Code talkers

The Navaho contribution to the fight for freedom in WW2 remained secret for almost 25 years, but a fast food restaurant lets the secret out.

Travel guides rarely mention fast food restaurants. Why should they when everyone knows what to expect? They are predictable and cheap. But, alongside the route to one prime tourist site is a chain restaurant you should stop at. Kayenta Burger King is in a standard BK building and the food is their normal fare, but mounted on the walls is a display of pictures, news cuttings and narratives about a long-kept secret.

Kayenta, Arizona, is a tiny town at the intersection between highways180 and 163 close to the Utah border. Tourists on their way to Monument Valley pass through the town in droves. It is in Navaho country, and the local Burger King franchisee is a member of that proud and ancient tribe. His pride of ancestry is even greater, however, because his father was a Code Talker.

During the Second World War the opposing nations had a new technology that created both opportunity and threat. Communication was fast - faster than at any time in the history of the world - but both sides could intercept their enemies' messages without needing to catch the messenger. Radio had changed warfare. Commanders could speak direct to front-line troops; but they needed to make sure that the enemy couldn't hear their plans. The solution was to transmit radio messages in code, but any code that could be created mathematically could be cracked with maths, given time. And, even the people who knew the code needed time to create and decode the messages they were sending and receiving. The German "Enigma" code was so complex that they needed a machine to interpret it and they believed their code was unbreakable; but the English deciphered it. America looked for a better solution, and an officer called Philip Johnson suggested Navaho.

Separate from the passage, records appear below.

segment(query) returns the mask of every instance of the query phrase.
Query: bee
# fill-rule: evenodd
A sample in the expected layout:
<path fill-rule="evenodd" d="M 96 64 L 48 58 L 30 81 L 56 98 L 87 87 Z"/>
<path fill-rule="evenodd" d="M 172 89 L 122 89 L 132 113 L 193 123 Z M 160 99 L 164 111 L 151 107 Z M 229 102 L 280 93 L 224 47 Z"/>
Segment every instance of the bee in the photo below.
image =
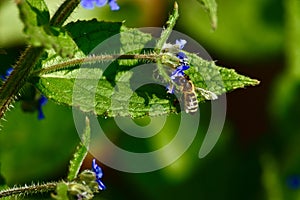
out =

Navaho is a complex and unusual language and, whilst very much alive in Southwest USA, is virtually unknown in the rest of the world. The Japanese were unlikely to know it, so Philip Johnson's idea was given a try. It was much simpler than using conventional coding methods. They needed Navaho speakers at each end of the line to simply talk to one another. Without maths or machinery they translated the message into plain English - a second language to them, but one they understood from childhood.

More than 1,400 Navahos joined the army, navy and marines to serve in the Far East and provide their special help for the war effort. Many of them became actively engaged in the conflict but, fighting or talking, their contribution was a major factor in the course of the conflict. However, their work was secret and remained under wraps until long after the war ended. The secret was eventually revealed in 1969, after which it was possible to honour the survivors and their dead colleagues.

At the end of the war, the Code Talkers put aside their uniforms, left their military quarters and headed back to the hogans and homesteads of the Navaho reservations. They were brave men, risking everything for a nation that had not always been kind to their people. They and their families have reason to be proud of their contribution to world freedom - which is why you can see a big notice outside the Kayenta Burger King.

If you visit Monument Valley, allow yourself an extra hour to stop by at the BK on highway 163. The food is predictable and cheap, but the memory is priceless.